UMH's 6.375% Series D Cumulative Preferred Stock (NYSE:UMH.PD) pays out a $1.59 coupon for a 7.25% yield on cost. Whilst these started trading back in January 2018 and came up for redemption in January of this year, the prospect of a near-term redemption seems low on the back of the marked difference in the Fed funds rate now versus 2018. Hence, with their yield more than 175 basis points more than the commons they present a strong alternative to more risk-averse income investors.
At $21.92 they're trading at a 12.3% discount to their $25 par value with this gap widening in recent weeks on the back of the mini-banking panic that followed the Silicon Valley Bank failure. Critically, this could represent a window of opportunity to build a position in the preferreds at its second-largest discount to par since it started trading. The largest was of course during the pandemic with the current gap likely to close as we head towards summer and once the market is assured that the banking panic is fully in the rearview mirror.
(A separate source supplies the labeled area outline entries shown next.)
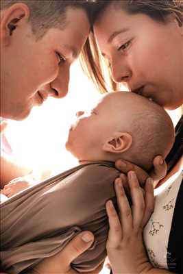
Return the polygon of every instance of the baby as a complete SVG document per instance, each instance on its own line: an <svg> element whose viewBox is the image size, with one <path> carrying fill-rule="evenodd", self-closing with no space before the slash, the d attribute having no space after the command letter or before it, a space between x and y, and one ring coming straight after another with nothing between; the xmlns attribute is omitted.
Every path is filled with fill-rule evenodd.
<svg viewBox="0 0 183 274"><path fill-rule="evenodd" d="M80 232L95 235L93 246L72 267L94 270L103 262L108 223L105 203L115 204L113 182L119 158L148 171L158 154L166 157L174 129L166 112L131 92L102 97L89 113L79 113L66 147L80 165L28 188L1 204L3 271L19 273L53 256Z"/></svg>
<svg viewBox="0 0 183 274"><path fill-rule="evenodd" d="M173 125L162 108L136 94L116 92L90 112L77 113L66 147L80 163L122 158L149 171L173 141Z"/></svg>

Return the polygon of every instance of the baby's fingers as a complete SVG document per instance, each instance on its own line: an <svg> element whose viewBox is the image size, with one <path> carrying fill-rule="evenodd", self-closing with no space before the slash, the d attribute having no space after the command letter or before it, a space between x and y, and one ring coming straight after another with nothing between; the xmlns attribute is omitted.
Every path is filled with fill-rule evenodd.
<svg viewBox="0 0 183 274"><path fill-rule="evenodd" d="M149 176L154 181L160 181L167 174L167 164L160 155L155 157L153 161L154 169L151 171Z"/></svg>

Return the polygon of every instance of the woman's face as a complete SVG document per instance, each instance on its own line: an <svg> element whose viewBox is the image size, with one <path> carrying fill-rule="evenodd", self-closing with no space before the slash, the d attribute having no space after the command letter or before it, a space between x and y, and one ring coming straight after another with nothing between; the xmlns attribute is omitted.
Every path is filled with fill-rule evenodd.
<svg viewBox="0 0 183 274"><path fill-rule="evenodd" d="M183 27L109 5L94 25L113 79L169 110L183 103Z"/></svg>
The Series D is up 83.6% on a total return basis over the last 3 years versus gains of around 80.3% on the commons. Over the last year and the preferreds are down 8.67% versus a loss of 35% on the commons. This performance dichotomy is inherent with angst around a hawkish Fed and a rising rate environment pushing REITs to their lowest multiple in years. This dynamic will likely remain through the first half of 2023 with the Fed funds rate likely set for one final 25 basis point hike. With the Series D being perpetual and cumulative its owners are set to receive the $1.59 coupon indefinitely.
The risk to this coupon is minuscule with the preferreds ranked higher than the commons on UMH's capital structure. The biggest disruption would probably come from interest rates moving beyond current market expectations if inflation remains sticky. Preferreds are essentially fixed-income instruments with an equity-like structure. The positive duration effect has already seen lower-interest bonds and preferreds trade at persistent discounts to par since the Fed started its most aggressive hiking cycle in over a decade.
I think both the commons and preferreds offer value here. The preferreds offer a higher yield and a built-in margin of safety against a still uncertain macroeconomic backdrop. The dividend paid to common shareholders is on the up and sports a healthy coverage ratio supported by a growing portfolio of manufactured homes.